The potential protective effects of calcitonin involved in coordinating chondrocyte response, extracellular matrix, and subchondral trabecular bone in experimental osteoarthritis.

Previous reports indicate a potential role for calcitonin (CT) in the treatment of osteoarthritis (OA). To evaluate this potential therapeutic role, we investigated the effect of CT pretreatment on the activation of mitogen-activated protein kinase (MAPK) signaling and the expression of matrix metalloproteinase-13 (MMP-13) in interleukin-1β (IL-1β)-induced chondrocytes, and further assessed its protective effect in a rat model of anterior cruciate ligament transection (ACLT), using sham-operated and saline-treated controls.

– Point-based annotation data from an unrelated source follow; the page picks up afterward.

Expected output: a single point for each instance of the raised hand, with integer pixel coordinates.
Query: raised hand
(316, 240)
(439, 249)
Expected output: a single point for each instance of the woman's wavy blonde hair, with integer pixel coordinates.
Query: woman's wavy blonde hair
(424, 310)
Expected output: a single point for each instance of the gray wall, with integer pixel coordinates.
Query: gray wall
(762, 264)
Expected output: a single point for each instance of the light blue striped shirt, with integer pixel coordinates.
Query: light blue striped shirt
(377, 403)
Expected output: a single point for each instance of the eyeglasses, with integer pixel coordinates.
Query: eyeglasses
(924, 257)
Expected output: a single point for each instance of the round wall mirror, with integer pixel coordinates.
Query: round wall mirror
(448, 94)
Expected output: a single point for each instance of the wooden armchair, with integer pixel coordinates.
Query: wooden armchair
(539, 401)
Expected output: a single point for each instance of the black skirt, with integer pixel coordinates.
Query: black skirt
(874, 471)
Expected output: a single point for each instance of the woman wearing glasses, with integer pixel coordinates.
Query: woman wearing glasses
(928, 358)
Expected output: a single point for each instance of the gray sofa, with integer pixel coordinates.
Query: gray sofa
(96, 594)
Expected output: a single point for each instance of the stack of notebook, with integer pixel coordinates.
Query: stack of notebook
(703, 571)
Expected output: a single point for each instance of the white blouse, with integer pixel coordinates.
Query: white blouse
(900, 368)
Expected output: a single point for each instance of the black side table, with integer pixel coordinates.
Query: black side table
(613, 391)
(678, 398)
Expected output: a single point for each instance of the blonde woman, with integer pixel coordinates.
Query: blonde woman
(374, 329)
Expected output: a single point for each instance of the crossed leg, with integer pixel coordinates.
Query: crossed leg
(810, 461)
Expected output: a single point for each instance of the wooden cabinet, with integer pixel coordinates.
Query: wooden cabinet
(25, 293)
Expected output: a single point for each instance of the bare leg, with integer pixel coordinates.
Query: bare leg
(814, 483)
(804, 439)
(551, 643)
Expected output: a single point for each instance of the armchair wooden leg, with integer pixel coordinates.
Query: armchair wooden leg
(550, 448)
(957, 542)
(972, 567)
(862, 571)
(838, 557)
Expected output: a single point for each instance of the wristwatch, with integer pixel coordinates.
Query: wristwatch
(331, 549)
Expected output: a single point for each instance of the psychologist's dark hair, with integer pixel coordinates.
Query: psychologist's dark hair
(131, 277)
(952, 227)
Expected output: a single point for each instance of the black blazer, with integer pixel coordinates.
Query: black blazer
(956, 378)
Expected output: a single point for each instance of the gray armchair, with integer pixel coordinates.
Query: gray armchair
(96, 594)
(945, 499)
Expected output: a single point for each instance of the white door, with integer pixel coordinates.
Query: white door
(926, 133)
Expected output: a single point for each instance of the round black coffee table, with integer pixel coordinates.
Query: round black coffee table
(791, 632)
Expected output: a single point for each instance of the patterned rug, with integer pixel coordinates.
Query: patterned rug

Using western blotting in vitro, we found that CT pretreatment inhibited the IL-1β-induced phosphorylation of 38,000-dalton protein (p38) and extracellular regulated protein 1/2 (ERK1/2) and reduced the expression of MMP-13 protein. For the in vivo experiment, 30 male rats were randomly divided into three groups of 10, subjected to bilateral ACLT or sham surgery, and then treated for 12 weeks with subcutaneous injections of CT or normal saline. Histological observations showed that CT treatment reduced the severity of the cartilage lesions stemming from the ACLT surgery and provided a lower Mankin score when compared with that determined for rats in the saline-treated ACLT group. Immunohistochemical staining revealed that CT treatment increased type II collagen expression and decreased MMP-3 and a disintegrin and metalloproteinase with thrombospondin motifs-4 (ADAMTS-4) expression when compared with the saline-treated group. Subchondral bone analysis indicated that CT treatment inhibited the reduction in bone mineral density observed in the saline-treated ACLT group and reduced the ACLT-induced destruction to the subchondral trabecular microstructure. Our data demonstrate that CT induces its protective effects by reducing the chondrocyte response to inflammatory stimuli, cartilage extracellular matrix degradation, and subchondral trabecular microstructure damages brought on by OA.